The richly drawn characters, therefore, become bigger than themselves, representing various complex perspectives of South African society. Through Xolani’s inner turmoil and tenderness, for example, we see those who are empathetic to the plight of the oppressed yet are unwilling to challenge the establishment. Meanwhile, Vija’s brash attitude represents the toxic masculinity that perpetuates the oppression that forces him to repress his feelings. And Kwanda, on the other hand, represents a vulnerable section of society who are nevertheless selfishly comfortable in their wealth and social status.
Trengove’s problematic approach to Kwanda’s character is, unfortunately, one of the few areas where the film falters, however. There’s a naivety to his ignorance of the sociocultural limitations impacting Vija and Xolani’s closeted lifestyle that isn’t entirely convincing. Additionally, the script seems to imply that Kwanda’s difficulties in coping with the initiation rites are mainly due to the sensitivity associated with his sexuality, rather than the inherent harshness of the rituals. The other initiates are far less perturbed by this ancient tradition which involves a crude form of circumcision and recovery, accompanied by manual labor and 8 days without sleep or water. Instead, they proudly display their circumcision scars and enthusiastically dance and chant in the tribal tradition. Maybe it would have been a step too far for an already scandalous film, but one wonders the social commentary that could have been derived from a circumcision gone wrong.
Ultimately, the film’s hesitance to overtly critique the relevance and safety of this sacred practice prevents this very fine film from having an even greater impact.
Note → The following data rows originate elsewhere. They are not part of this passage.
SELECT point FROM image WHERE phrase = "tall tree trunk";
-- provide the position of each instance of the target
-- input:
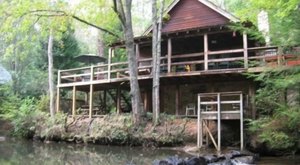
(156, 54)
(124, 14)
(100, 44)
(50, 73)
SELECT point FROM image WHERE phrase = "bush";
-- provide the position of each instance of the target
(279, 122)
(21, 113)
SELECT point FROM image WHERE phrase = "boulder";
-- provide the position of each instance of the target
(211, 158)
(196, 161)
(243, 160)
(223, 162)
(173, 160)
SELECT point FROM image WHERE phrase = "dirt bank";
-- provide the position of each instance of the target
(117, 130)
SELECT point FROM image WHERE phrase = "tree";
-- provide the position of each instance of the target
(50, 73)
(156, 54)
(25, 16)
(123, 10)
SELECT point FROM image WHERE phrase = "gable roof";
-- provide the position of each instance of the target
(210, 7)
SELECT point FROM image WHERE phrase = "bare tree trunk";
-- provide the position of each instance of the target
(124, 14)
(156, 54)
(50, 73)
(100, 44)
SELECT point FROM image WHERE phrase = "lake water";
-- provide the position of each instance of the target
(18, 152)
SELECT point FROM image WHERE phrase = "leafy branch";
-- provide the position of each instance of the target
(60, 13)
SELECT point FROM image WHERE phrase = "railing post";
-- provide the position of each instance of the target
(92, 73)
(241, 120)
(219, 122)
(137, 53)
(245, 45)
(91, 101)
(169, 54)
(110, 51)
(205, 52)
(58, 91)
(199, 121)
(74, 101)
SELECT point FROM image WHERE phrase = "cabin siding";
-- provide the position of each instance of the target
(190, 14)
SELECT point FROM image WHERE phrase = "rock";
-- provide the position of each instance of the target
(173, 160)
(243, 160)
(223, 162)
(2, 138)
(232, 154)
(211, 158)
(196, 161)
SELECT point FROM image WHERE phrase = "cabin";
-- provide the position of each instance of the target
(202, 72)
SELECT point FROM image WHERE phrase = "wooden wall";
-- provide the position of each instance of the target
(189, 14)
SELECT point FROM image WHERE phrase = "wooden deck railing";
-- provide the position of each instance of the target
(180, 64)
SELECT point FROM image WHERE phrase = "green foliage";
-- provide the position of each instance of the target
(43, 104)
(53, 128)
(65, 50)
(21, 114)
(279, 122)
(283, 18)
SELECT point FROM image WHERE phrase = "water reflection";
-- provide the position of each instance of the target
(33, 153)
(15, 152)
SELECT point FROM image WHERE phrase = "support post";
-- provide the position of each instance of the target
(91, 101)
(146, 101)
(242, 121)
(104, 100)
(219, 122)
(245, 45)
(199, 124)
(177, 100)
(58, 91)
(205, 52)
(118, 100)
(110, 51)
(137, 53)
(252, 100)
(74, 102)
(57, 99)
(169, 54)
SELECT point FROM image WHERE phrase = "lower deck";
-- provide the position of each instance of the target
(178, 96)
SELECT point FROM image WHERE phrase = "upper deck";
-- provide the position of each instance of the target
(253, 59)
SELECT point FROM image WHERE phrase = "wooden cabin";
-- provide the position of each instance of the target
(202, 70)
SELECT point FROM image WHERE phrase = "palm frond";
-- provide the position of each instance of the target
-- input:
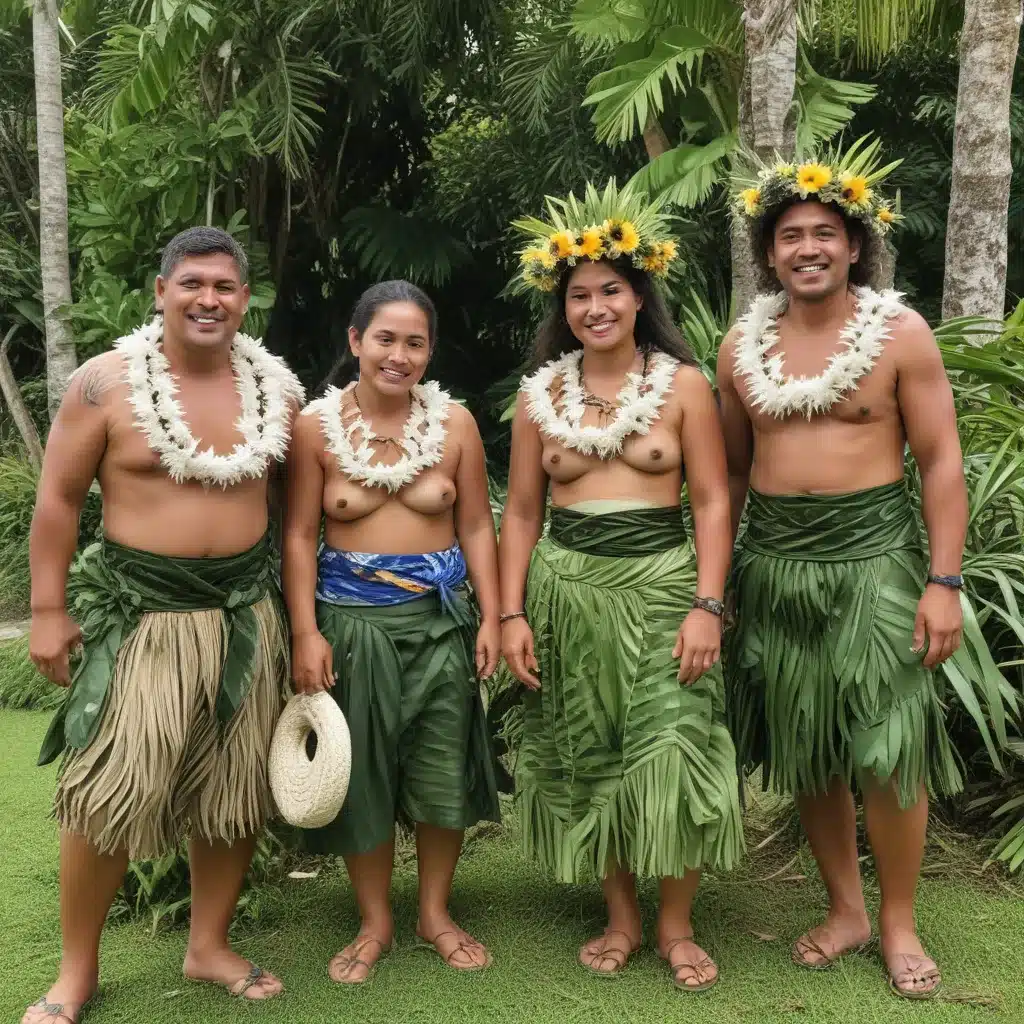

Indeed, it feels like a missed opportunity considering the film’s acknowledgment that many “city boys don’t come to the mountain anymore.” So while Trengove deserves to be commended for his willingness to “go there” with explicit gay sex, he is perhaps unduly polite when it comes to some of the other controversial issues. As a result, “The Wound” may not be the incendiary whistle-blower it could have been, but its engaging array of perspectives offers immense potential as a conversation starter on important topics for South Africans and the world at large.
“The Wound” releases November 11 on VOD and December 12 on DVD.